The most difficult part of our little project is done. Let us now look at the code of the Contact class. The relevant part of its declaration looks as follows:

class Contact : public QObject
{
    Q_OBJECT
    Q_DISABLE_COPY(Contact)

    Q_PROPERTY(QString firstName READ firstName WRITE setFirstName NOTIFY firstNameChanged)
    Q_PROPERTY(QString lastName READ lastName WRITE setLastName NOTIFY lastNameChanged)
    Q_PROPERTY(QString phoneNumber READ phoneNumber WRITE setPhoneNumber NOTIFY phoneNumberChanged)
    Q_PROPERTY(Address *address READ address WRITE setAddress NOTIFY addressChanged)
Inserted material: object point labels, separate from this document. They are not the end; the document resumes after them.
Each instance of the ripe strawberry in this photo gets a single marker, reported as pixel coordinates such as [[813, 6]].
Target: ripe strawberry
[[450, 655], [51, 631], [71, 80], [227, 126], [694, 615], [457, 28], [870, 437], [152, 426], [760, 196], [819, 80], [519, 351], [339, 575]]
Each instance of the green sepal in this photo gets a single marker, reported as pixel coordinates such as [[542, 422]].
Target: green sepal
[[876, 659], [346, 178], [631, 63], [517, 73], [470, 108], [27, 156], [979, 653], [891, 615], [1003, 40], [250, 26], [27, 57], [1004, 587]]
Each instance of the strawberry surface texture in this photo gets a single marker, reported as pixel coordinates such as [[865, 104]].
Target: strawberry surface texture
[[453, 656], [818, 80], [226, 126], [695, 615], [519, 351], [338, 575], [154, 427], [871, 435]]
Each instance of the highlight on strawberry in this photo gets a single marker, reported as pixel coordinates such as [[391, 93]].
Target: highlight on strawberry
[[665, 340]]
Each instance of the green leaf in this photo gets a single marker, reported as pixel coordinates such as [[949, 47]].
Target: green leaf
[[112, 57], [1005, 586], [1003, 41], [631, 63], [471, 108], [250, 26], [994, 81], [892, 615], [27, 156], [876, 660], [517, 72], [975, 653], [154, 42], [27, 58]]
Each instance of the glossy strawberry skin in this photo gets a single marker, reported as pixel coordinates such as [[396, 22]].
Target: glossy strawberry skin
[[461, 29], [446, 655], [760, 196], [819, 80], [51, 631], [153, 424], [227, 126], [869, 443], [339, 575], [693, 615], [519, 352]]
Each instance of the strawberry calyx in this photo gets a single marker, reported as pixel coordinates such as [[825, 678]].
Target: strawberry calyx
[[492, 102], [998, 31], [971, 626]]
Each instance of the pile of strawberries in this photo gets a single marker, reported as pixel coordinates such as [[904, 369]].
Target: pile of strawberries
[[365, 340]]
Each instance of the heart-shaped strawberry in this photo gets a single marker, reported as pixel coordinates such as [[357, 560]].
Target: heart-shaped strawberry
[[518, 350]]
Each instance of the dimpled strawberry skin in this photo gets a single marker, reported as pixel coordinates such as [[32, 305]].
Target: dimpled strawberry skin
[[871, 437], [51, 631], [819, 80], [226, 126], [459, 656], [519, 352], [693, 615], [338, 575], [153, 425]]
// Implementation of the getters, setters and signals of the properties
...

The class Address is implemented very similar to Contact – except that it doesn’t have a property like address of a type derived from QObject. It simply defines the QString properties street, zipCode and city together with all the necessary boiler-plate getters, setters and notification signals.
The code of Contact as given above compiles without any complaints. However, it doesn’t work properly. The contact items lack the line with the address. Moreover, the QML engine emits the error message

QMetaProperty::read: Unable to handle unregistered datatype 'Address*' for property 'Contact::address'

because it doesn’t know anything about our Address class. From our discussion about implementing ContactModel::data(), we know that we cannot register Address with QVariant. Similar to our solution for data(), we could camouflage the address property as a QObject pointer. However, this would require some ugly casting in the property’s setter.
Fortunately, there is a pretty nice solution and we know it already. We simply register Address as a QML component in main():

    qmlRegisterType<Address>("com.embeddeduse.models";, 1, 0, "Address");

No runtime errors any more. We have exposed a property from C++ to QML, where the type of the property is a subclass of QObject. Of course, we cannot only read data from such a property, but we can also write data to such a property. We demonstrate this by adding a MouseArea to the Text, which presents the zip code and city.

Text
{
    text: contact.address.zipCode + " " + contact.address.city
    color: "blue"
    font.pixelSize: 16
    MouseArea
    {
        anchors.fill: parent
        onReleased: contact.address.city = "Heidelberg"
    }
}

Whenever the user clicks on the line with the zip code and city name, the city name changes to “Heidelberg”. The city name is instantly changed in the list view, because the setter function for the address‘s city property emits a signal notifying its observers about the changed city name.
So in the end, everyone lives happily in Heidelberg – not a bad result at all.